コーン油・・・・です。あとは、香りづけ程度にバターと、ヒルセン産の塩を」

「コーン油、ですか。香ばしくてホッとする香り……」


 王国に限らず、大陸で流通されている油は獣脂が中心だ。植物油は香油や高級菓子の調味用で、かなり高価たかい。

 鮮度にさえ気を配れば獣脂も美味しいのだけど、いかんせんクドい。おやつにするなら植物油の生産は必須だった。


「子供たちにも喜ばれているようですが、この“ぽっぷこーん”は、高価なものではないのですか?」

「ええ、ほぼ原料はコーンだけですから。原価計算はこれからですけど、この入れ物にいっぱいで、売値はおそらく銅貨1枚くらいです」

「まあ、それなら子供でも手が届くでしょうね。とても軽くて、いくらでも食べられそう……」


 笑顔で話しながら、フィアラ王妃はふと顔を曇らす。

 そこで気付いた。気付いてくれた。


 経済と資本の不均衡、不安定な未来と幸福の偏在化は、魔王領と王国の間だけの問題ではない。王国内にも残されている。むしろ格差は王国内の方が深刻だろう。

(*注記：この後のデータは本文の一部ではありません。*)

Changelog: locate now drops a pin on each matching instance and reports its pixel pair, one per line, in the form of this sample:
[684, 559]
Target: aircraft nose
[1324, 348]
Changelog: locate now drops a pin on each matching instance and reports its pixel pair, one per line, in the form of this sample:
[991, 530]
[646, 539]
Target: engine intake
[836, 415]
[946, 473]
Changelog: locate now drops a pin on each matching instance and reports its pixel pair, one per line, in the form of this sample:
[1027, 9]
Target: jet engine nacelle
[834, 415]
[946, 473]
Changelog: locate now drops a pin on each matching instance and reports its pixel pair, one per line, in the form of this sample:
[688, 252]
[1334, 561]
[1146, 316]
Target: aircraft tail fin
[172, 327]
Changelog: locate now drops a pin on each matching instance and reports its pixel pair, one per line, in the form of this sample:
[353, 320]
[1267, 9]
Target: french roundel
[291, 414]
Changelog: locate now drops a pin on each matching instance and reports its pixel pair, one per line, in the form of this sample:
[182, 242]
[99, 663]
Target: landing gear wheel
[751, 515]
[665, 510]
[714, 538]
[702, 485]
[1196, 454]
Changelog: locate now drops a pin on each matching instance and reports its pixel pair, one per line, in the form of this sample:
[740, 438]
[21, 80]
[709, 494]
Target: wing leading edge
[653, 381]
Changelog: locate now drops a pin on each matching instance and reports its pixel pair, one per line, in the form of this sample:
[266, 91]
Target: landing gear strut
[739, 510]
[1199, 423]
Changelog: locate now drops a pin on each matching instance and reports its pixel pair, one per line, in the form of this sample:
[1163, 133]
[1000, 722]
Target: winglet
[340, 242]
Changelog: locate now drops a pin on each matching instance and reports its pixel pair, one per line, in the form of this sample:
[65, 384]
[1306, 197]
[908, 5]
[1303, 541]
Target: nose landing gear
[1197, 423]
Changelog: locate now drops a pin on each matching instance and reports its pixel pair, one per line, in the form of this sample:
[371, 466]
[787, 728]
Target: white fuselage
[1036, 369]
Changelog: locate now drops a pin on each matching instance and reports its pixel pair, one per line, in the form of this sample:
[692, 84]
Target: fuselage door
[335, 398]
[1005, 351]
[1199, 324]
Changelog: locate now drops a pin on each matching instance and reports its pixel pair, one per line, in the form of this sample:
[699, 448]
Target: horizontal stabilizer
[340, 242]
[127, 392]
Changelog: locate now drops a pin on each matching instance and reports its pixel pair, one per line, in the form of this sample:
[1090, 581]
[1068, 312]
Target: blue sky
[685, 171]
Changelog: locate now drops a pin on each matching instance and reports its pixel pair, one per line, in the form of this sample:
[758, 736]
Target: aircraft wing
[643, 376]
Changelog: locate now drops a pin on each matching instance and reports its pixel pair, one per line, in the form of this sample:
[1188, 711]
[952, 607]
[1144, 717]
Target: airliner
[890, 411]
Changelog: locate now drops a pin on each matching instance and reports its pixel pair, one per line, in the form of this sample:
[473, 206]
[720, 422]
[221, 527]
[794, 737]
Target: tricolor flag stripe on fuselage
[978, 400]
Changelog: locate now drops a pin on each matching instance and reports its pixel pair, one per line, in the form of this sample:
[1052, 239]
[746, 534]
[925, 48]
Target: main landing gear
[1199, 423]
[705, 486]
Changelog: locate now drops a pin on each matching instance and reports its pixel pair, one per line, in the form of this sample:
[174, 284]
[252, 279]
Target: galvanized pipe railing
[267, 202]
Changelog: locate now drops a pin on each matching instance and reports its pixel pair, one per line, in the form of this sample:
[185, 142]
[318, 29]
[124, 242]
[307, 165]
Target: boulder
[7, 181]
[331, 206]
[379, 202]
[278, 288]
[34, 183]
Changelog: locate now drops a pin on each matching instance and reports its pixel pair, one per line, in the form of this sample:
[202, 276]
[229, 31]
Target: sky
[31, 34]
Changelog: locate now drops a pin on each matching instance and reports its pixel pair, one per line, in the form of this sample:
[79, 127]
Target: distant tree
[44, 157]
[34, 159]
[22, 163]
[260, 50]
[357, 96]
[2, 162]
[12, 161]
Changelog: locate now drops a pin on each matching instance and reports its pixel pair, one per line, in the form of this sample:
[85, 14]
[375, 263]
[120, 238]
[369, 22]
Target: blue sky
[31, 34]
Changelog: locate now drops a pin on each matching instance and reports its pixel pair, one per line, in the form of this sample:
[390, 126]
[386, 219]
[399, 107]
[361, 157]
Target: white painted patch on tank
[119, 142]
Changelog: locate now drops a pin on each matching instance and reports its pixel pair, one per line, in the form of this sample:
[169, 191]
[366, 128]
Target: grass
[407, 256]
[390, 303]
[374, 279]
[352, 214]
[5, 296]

 高みを目指すのなら、それを解決することが必要なのだ。


 そしてアタシには……アタシたちにはきっと、それが出来る。


「そうです。美味しいのに、どんなに食べてもお腹がいっぱいにならない。飢えた者には、喜びどころか苦痛としか思えないでしょうね。でも、そんな食べ物が愛される国になってくれたら、王としてこれ以上の幸せはないんじゃありませんか?」


 王妃陛下は、少しだけ困った顔になって、小さく首を振る。


「……こちらよりも、王国の持つ問題点を把握してらっしゃるのですね」

「弱者にとって、敵を知ることは死活問題ですから」

「こと商売において魔王領そちらが弱者というのは冗談としか思えませんけれども……敵を調べ、戦いに備えた結果として、ときに本人以上に長所と短所を知り尽くしてしまうということは理解できますわ」


「フィアラ・ケイブマン・スティルモン王妃陛下。魔王領を統べる魔王ハーンからのお願いです。アタシの、敵に・・なって下さらないかしら」


 王妃は優雅に笑い、アタシの手を取る。